Dr Holmes et al. remind us that few volumetric infusion pumps are designed to cope with infusion rates > 1 l.h−1 and that the clinical situations created by local anaesthetic toxicity are often not those conducive to the rapid and accurate preparation and use of infusion pumps or syringe drivers. This is why we presented both the infusion rates in millilitre per kilogram and also an abbreviated and simplified protocol based on a 70-kg patient: the bulleted points in italic type in this excerpt from the laminated guideline below.

Treatment of cardiac arrest with lipid emulsion: (approximate doses are given in italics for a 70-kg patient)

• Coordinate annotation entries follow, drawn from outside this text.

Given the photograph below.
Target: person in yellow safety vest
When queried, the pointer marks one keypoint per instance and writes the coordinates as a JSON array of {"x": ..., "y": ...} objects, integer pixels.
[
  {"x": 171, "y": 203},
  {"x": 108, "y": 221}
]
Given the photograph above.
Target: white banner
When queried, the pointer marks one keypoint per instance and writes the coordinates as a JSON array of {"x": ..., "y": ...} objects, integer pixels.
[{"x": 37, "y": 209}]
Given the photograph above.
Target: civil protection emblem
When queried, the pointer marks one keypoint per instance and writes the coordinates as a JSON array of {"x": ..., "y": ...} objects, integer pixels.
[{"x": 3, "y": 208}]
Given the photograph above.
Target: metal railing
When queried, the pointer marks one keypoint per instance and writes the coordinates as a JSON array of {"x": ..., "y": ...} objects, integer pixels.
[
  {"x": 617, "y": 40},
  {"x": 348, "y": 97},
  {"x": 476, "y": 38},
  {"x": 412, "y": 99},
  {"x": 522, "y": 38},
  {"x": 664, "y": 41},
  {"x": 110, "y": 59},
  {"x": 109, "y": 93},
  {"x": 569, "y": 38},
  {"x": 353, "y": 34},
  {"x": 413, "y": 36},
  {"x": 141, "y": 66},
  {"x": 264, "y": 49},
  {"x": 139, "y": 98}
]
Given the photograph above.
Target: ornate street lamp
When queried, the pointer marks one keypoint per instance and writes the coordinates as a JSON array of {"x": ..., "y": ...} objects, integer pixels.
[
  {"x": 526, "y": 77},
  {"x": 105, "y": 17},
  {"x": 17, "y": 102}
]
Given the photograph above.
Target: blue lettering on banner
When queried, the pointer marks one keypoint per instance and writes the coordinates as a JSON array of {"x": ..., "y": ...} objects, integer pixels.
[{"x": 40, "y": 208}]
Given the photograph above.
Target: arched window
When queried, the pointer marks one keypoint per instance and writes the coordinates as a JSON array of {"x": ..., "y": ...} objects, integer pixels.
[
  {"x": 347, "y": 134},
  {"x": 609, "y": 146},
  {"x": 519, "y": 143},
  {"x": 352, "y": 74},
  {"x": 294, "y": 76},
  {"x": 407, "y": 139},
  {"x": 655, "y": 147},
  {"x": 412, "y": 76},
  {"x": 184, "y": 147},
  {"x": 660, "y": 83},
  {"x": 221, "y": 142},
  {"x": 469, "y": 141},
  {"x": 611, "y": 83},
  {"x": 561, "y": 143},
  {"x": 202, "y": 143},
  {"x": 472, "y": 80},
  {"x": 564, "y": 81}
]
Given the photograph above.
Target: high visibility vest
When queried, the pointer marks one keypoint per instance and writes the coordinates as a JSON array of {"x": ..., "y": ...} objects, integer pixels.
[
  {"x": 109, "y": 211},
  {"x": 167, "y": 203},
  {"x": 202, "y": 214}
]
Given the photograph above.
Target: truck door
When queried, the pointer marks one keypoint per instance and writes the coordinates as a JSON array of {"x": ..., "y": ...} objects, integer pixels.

  • • Give an intravenous bolus injection of Intralipid® 20% 1.5 ml.kg−1 over 1 min

  • • Give a bolus of 100 ml

  • • Continue CPR

  • • Start an intravenous infusion of Intralipid® 20% at 0.25 ml.kg−1.min−1

  • • Give at a rate of 400 ml over20 min

  • • Repeat the bolus injection twice at 5 min intervals if an adequate circulation has not been restored

  • • Give two further boluses of 100 ml at 5 min intervals

  • • After another 5 min, increase the rate to 0.5 ml.kg−1.min−1 if an adequate circulation has not been restored

  • • Give at a rate of 400 ml over10 min

  • • Continue infusion until a stable and adequate circulation has been restored

We hope to have the opportunity to review the guidelines this year. In doing so, the Working Party will consider comments from Drs Holmes, Jefferson and Ball and others.